Shared core: both build an orthonormal basis by taking each new vector, orthogonalising it against the previous basis vectors with modified Gram-Schmidt, normalising, and storing the orthogonalisation coefficients in a structured matrix.

Input vectors:

• Gram-Schmidt orthogonalises a fixed, given set of columns $a _ 1, \ldots, a _ n$ (all available up front).
• Arnoldi orthogonalises Krylov vectors generated on the fly: the next raw vector is $A q _ k$, which depends on the previous orthonormal vector, so the basis is built one matrix-vector product at a time.

Resulting structured factor:

• Gram-Schmidt produces an upper-triangular $R$ with $A = QR$ (equivalently $R = Q^\ast A$).
• Arnoldi produces an upper-Hessenberg $H _ k = Q _ k^\ast A Q _ k$ with $A Q _ k = Q _ {k+1} \tilde H _ k$. The one extra subdiagonal appears because $A q _ j$ has a component along the new direction $q _ {j+1}$.

Subspace:

• Gram-Schmidt: $\text{span}(Q) = \text{span}(A)$, the column space of the given matrix.
• Arnoldi: $\text{span}(Q _ k) = \mathcal K _ k(A, b)$, the Krylov subspace.

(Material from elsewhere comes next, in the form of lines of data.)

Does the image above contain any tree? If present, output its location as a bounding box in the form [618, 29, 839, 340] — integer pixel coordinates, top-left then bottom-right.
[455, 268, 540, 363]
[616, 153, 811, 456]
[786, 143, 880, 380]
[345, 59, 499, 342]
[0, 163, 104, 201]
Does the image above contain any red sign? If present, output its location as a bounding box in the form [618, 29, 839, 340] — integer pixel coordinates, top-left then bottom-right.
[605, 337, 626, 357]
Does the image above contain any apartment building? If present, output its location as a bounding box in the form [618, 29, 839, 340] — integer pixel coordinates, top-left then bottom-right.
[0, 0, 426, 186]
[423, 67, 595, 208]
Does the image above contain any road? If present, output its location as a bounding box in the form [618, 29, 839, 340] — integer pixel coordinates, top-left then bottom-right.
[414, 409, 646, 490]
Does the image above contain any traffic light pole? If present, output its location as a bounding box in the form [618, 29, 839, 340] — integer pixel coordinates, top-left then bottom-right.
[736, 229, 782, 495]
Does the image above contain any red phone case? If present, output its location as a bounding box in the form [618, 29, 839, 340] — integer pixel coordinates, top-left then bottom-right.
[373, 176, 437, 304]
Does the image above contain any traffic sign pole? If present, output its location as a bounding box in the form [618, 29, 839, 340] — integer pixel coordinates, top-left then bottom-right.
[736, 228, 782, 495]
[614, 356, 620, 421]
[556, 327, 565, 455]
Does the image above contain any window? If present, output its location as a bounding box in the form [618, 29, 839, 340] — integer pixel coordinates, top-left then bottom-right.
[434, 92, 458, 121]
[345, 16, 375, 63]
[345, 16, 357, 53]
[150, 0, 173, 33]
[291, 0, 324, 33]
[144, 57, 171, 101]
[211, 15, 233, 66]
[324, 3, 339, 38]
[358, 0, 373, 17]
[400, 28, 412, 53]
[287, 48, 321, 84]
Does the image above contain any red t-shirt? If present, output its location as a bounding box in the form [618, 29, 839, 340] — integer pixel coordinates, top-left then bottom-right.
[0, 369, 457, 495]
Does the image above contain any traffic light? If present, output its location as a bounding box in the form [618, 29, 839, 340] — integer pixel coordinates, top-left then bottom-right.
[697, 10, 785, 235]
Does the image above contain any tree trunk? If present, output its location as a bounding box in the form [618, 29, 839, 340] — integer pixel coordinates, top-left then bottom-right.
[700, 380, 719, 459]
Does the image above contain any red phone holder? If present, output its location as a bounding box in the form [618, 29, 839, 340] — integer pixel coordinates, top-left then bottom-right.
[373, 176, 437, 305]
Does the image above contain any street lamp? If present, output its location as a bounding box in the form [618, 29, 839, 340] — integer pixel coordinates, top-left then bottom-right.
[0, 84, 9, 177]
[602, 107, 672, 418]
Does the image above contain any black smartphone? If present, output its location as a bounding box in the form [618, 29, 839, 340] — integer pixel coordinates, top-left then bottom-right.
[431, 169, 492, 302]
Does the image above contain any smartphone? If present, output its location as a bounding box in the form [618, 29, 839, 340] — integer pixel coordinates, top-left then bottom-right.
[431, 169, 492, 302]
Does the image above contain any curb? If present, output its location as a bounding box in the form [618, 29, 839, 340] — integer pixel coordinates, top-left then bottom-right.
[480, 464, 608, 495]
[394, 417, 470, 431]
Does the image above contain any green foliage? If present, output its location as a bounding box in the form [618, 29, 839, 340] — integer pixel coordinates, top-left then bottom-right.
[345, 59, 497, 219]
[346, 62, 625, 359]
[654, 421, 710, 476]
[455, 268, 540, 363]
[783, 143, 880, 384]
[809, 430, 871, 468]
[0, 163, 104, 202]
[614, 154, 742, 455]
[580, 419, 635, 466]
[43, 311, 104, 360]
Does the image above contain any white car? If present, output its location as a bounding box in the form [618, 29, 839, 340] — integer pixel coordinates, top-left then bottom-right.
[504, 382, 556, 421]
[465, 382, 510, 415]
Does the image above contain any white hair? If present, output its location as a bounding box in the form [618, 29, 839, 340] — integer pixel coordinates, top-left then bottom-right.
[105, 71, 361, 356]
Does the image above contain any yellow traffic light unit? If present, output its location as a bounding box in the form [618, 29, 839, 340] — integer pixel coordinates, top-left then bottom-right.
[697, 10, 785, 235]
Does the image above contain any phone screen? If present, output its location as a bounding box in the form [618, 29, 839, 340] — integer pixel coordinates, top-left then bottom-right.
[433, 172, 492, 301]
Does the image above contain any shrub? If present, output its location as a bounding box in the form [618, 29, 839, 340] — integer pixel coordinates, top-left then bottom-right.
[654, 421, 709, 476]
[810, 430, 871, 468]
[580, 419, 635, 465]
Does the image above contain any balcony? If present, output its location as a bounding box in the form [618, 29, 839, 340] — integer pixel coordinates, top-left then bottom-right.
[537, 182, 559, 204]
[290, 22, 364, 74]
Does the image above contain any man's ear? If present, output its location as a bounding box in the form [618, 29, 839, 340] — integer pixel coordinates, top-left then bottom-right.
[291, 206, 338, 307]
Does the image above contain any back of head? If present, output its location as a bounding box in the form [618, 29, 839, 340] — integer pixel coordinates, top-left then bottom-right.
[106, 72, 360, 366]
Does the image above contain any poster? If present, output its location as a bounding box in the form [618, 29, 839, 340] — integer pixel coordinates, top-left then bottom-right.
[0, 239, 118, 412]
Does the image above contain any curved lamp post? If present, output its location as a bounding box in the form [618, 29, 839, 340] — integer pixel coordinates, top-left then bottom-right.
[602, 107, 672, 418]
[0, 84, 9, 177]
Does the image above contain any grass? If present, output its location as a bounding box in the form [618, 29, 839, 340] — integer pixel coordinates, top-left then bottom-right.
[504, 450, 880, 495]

Cost: Gram-Schmidt $\approx 2mn^2$ for a dense $m \times n$ matrix; Arnoldi $O(nk^2)$ over $k$ steps plus $k$ matrix-vector products.

Stability: classical Gram-Schmidt loses orthogonality ($|\hat Q^\ast \hat Q - I| \le \epsilon \kappa _ 2(A)^2$), modified Gram-Schmidt is better ($\le \epsilon \kappa _ 2(A)$); Arnoldi uses the same modified-Gram-Schmidt core and inherits the same orthogonality loss, which is why reorthogonalisation is needed in Lanczos/Arnoldi.

In one phrase: Arnoldi is Gram-Schmidt applied to the Krylov sequence generated by $A$, producing a Hessenberg factor instead of a triangular one because the input vectors are produced by $A$ itself rather than given in advance.

Classical Gram-Schmidt loses orthogonality in floating-point: $|\hat Q^\top \hat Q - I| _ 2 \le \epsilon \kappa _ 2(A)^2$, so for ill-conditioned $A$ the computed $\hat Q$ can be far from orthogonal. Householder QR is unconditionally backward stable: $|\hat Q^\top \hat Q - I| _ 2 = O(\epsilon)$, regardless of $\kappa _ 2(A)$. The cost is essentially the same.